Niyet sorgulamak kimsenin hakkı da haddi de değildir. Amma…

“İslamcılık” konusunda yazılanlar ağırlıklı olarak niyet okuma kabilinden…

 

Burada genellemeden hüküm çıkarmak yerine bahse konu olan her olayı kendi şartları içinde değerlendirmek gerekiyor. Bağdat’taki dükkancının hatasını İstanbul’daki bakkala fatura etmek gibi. Bazı yazanlar/yazarlar konuya çözüm yerine çatışmayı körüklemeye hizmet ediyor.

 

Kavrama dikkat!... Öyle böyle sıradan bir konu değil…  ”İnsaniyet-i Kübra olan İslâmiyet”i ilgilendiren bir konu bu.

İnananlar için en büyük vazife olan “İlay-ı kelimetullah” var işin içinde.

Her Müslüman için farz olan cihad vazifesi var.

Bu zamanın cihad şekli metodu her kes için farklı olabilir. Ölçüyü metodu tartışmaktan öte geçip genelleme ile sanki cihad suçmuş gibi bir anlam ortaya çıkabiliyor. Hem de suçlamanın kendisinin inananlar tarafında olduğunu bildiğimiz kalemlerden sadır olması düşündürücüdür… Hele hele ilahiyat alanında akademik formasyona sahip bazı medyatik kişilerin beyanları külliyen tahrip hesabına geçer

 

Dini cemaatler, sosyal gruplar bu rüzgârın etkisinde kalarak pasifize edilmek isteniyor sanki... Belki farkındalar veya değiller… Her halûkârda mazur değiller…
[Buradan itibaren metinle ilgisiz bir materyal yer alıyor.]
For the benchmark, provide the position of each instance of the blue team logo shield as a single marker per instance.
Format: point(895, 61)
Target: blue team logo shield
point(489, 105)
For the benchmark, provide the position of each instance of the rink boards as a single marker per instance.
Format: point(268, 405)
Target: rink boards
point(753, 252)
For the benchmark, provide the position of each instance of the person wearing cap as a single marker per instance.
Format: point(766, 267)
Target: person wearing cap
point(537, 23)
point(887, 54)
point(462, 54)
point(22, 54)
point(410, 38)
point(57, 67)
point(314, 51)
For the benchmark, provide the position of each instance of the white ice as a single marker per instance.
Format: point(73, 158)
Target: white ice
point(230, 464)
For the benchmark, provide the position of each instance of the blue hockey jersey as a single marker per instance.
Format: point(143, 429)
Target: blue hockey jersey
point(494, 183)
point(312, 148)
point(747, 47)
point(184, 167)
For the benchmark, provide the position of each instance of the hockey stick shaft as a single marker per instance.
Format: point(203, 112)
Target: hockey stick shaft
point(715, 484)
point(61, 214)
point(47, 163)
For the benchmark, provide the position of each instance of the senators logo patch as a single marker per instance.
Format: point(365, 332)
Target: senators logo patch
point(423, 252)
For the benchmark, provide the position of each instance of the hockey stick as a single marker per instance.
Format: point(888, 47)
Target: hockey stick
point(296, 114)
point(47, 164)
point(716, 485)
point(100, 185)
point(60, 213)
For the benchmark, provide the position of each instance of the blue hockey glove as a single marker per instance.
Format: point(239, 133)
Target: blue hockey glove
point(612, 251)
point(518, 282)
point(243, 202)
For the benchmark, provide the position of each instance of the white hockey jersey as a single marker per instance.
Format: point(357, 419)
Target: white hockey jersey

Topyekun saldırının versiyonu olarak gündeme getirilen “İslamcılık”ın olumsuz takdiminde “Biz değiliz onlar” der gibi savunma konumuna geçmek de ayrıca başka bir yanlışlıktır.

İslamcılığı dini siyasete veya dünyevi menfaatlere alet edilmesi yanlış olduğunda hemfikiriz.

 

Yani dinin ticareti olamaz. Rant ve menfaat aracı da yapılamaz. Anlaştık…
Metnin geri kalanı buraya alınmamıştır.